Although human migration has existed for hundreds of thousands of years, immigration in the modern sense refers to movement of people from one nation-state to another, where they are not citizens. Immigration implies long-term permanent residence by the immigrants. Tourists and short-term visitors are not considered immigrants. However, seasonal labour migration (typically for periods of less than a year) is often treated as a form of immigration. The global volume of immigration is high in absolute terms, but low in relative terms. The UN estimated 190 million international migrants in 2005, about 3% of global population. The other 97% still live in the state in which they were born, or its successor state.
More often, people migrate due to economic reasons. Sometimes political, religious and personal factors are also responsible. The reasons of attractive incentives for migration are known as Pull factors and the compelling circumstances forcing Migration are known as Push factors which are mainly the reasons for Emigration from the country of origin. The push factors may be war, poverty, natural disasters etc. And pull factors may be political stability, higher incomes, family reasons.

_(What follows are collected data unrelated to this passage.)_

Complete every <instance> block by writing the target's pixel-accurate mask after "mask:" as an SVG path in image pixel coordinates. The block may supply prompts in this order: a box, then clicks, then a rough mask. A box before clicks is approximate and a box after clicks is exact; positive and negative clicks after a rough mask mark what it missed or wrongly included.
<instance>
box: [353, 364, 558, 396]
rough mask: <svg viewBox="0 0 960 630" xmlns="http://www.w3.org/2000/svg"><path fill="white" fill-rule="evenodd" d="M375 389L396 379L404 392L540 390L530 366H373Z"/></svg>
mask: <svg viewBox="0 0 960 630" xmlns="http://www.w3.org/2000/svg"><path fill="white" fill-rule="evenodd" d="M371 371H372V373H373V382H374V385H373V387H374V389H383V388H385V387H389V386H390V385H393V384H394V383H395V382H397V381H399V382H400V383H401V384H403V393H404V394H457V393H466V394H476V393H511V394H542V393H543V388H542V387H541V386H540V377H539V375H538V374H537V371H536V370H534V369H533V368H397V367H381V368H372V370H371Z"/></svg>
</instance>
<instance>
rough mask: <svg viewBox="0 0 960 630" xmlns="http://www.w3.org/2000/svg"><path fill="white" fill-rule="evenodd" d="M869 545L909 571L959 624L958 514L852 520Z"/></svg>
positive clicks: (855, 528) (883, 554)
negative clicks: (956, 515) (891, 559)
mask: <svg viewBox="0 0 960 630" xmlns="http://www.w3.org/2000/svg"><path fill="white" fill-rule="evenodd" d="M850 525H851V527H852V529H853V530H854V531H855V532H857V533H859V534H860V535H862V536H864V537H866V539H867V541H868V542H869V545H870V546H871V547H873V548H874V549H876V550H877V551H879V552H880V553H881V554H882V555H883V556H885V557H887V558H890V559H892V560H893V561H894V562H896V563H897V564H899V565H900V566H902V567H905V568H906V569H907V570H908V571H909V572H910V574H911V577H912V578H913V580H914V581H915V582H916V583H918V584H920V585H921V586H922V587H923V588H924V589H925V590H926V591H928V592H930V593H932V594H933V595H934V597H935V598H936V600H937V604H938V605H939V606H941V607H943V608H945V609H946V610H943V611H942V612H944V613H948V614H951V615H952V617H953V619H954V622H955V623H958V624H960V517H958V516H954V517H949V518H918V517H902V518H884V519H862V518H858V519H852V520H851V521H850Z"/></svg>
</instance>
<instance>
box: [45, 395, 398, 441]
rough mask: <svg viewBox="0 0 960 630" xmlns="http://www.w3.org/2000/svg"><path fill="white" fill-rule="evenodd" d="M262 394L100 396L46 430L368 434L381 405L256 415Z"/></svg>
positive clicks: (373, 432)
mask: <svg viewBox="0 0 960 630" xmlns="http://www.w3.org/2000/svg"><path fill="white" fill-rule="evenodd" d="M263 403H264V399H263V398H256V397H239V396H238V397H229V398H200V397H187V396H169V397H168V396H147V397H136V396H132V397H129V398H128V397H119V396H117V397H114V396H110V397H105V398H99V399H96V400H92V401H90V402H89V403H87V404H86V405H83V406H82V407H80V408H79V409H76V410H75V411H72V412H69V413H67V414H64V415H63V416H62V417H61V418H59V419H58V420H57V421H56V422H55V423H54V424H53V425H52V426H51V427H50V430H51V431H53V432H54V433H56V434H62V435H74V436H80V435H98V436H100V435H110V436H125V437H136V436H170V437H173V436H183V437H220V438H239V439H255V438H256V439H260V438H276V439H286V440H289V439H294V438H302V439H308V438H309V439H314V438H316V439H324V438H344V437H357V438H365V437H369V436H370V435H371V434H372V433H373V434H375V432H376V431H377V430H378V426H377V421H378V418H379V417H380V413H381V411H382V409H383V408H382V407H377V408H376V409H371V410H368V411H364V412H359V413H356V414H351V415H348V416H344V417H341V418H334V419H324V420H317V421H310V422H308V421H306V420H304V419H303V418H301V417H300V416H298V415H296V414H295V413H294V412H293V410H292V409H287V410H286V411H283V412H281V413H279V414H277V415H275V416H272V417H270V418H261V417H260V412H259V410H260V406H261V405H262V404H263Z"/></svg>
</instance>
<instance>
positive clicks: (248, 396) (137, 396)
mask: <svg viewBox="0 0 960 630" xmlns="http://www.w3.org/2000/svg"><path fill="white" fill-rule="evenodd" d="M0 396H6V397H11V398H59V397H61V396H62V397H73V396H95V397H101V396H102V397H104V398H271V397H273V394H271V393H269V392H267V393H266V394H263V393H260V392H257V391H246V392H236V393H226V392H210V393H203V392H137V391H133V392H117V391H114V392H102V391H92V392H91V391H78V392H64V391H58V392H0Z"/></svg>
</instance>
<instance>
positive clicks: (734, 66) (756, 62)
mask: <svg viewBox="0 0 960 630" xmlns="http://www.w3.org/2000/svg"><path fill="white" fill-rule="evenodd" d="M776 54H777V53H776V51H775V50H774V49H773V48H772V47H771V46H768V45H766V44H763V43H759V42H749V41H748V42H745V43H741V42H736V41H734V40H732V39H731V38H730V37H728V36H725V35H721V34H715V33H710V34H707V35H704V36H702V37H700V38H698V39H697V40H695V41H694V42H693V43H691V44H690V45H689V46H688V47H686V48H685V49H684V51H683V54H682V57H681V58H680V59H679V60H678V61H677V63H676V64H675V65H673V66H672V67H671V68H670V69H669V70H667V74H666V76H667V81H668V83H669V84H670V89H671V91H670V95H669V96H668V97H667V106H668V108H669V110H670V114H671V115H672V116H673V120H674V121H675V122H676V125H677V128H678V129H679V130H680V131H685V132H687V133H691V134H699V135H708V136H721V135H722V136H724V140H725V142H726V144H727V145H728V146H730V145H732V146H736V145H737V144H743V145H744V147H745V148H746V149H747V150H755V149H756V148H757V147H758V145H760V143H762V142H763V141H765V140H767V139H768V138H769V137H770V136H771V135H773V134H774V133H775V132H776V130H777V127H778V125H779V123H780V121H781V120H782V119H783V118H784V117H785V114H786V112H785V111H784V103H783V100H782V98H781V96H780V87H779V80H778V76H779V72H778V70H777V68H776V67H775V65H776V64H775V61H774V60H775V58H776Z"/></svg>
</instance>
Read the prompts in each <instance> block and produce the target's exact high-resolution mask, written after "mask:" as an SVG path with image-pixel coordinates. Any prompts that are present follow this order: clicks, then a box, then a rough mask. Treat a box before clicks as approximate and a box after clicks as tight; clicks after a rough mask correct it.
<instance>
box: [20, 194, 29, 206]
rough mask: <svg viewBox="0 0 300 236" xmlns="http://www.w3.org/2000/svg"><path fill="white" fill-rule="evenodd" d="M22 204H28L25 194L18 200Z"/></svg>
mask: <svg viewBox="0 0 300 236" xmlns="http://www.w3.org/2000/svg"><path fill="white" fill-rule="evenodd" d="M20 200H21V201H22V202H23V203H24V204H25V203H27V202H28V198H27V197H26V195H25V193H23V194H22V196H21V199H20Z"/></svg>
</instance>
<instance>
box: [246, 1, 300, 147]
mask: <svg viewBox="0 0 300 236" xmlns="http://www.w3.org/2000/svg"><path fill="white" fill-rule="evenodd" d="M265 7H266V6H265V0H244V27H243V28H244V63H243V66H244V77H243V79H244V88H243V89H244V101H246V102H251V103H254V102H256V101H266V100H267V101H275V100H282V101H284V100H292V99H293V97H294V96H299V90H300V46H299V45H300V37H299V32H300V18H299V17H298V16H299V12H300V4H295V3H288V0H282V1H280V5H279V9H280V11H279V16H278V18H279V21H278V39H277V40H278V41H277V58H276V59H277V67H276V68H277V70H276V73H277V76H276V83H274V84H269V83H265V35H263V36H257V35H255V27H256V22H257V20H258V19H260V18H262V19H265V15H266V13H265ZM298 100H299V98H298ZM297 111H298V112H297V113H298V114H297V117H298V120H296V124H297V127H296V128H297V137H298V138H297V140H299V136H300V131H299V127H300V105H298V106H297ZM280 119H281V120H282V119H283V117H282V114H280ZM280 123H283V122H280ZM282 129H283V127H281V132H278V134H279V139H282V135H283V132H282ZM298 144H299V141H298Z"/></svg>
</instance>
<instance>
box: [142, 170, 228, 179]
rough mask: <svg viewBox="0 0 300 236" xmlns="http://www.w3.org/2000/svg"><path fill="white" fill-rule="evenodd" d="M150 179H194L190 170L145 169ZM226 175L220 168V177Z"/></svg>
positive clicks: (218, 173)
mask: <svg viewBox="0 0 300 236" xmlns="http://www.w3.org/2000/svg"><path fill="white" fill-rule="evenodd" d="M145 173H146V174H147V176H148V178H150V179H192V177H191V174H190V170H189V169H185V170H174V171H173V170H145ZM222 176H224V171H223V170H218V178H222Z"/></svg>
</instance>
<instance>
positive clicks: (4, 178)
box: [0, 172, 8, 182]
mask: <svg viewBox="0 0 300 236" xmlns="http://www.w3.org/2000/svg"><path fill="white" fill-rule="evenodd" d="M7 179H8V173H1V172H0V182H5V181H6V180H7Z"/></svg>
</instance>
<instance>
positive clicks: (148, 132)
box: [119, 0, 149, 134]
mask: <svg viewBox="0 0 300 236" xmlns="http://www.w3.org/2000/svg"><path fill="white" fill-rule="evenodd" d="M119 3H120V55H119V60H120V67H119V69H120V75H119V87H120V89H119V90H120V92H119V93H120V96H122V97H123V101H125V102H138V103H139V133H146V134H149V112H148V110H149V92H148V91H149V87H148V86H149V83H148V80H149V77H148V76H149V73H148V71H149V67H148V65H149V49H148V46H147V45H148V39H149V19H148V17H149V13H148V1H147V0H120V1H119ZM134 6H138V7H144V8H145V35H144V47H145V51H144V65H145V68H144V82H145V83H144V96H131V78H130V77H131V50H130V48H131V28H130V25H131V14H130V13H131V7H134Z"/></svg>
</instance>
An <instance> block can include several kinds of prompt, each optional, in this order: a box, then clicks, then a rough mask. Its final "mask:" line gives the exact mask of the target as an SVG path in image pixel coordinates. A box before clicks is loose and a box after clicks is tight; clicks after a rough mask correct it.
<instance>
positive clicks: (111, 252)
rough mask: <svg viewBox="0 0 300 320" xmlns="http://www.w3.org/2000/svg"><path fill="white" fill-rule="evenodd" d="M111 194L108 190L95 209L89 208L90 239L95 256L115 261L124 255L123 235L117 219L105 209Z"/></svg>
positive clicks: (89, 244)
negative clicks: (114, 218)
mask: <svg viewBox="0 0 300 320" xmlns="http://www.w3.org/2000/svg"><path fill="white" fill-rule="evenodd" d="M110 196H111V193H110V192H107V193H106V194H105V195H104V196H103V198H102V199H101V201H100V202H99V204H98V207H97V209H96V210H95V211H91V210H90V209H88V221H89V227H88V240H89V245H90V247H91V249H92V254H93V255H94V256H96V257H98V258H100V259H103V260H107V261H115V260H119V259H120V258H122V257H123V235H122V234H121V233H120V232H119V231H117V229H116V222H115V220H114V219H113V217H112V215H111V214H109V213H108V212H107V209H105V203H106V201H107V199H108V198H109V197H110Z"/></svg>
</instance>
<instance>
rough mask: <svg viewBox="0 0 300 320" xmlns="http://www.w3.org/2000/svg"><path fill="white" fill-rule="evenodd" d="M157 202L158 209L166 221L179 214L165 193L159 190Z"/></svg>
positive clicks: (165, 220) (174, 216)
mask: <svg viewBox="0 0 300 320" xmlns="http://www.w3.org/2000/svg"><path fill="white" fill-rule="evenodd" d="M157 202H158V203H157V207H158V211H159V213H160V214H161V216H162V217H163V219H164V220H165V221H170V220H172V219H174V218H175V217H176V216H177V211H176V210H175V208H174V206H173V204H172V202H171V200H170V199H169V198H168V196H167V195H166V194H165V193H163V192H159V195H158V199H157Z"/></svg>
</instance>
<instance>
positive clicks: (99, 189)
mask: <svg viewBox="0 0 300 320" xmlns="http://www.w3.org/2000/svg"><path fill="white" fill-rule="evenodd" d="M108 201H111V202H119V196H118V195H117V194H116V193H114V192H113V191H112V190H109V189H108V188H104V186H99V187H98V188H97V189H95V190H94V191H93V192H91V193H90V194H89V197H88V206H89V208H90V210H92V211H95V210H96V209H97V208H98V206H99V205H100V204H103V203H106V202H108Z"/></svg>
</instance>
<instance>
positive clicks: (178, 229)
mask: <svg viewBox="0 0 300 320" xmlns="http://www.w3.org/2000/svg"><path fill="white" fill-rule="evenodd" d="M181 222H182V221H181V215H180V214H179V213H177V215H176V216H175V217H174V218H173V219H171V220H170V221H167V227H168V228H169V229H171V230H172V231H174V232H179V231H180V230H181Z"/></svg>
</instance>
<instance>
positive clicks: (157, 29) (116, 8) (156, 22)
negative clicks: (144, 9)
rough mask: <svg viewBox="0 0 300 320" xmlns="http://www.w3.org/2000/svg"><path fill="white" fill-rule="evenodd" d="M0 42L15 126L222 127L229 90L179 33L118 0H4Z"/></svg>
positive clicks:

Immigration Law is the law which exclusively governs immigration in a nation. So far as foreign citizens are concerned, Immigration Law is related to Nationality Law of a nation governing the matters of citizenship. International Law regulates Immigration Law concerning the citizens of a country. In this regard the United Nations International Covenant on Civil and Political Rights is relevant. The International Organization for Migration is the main intergovernmental organization in the field of Migration. It was initially formed in 1951 as the Intergovernmental Committee for European Migration to help the people displaced during the Second World War. This Organization is committed to the promotion of humane and orderly migration for the benefit of all.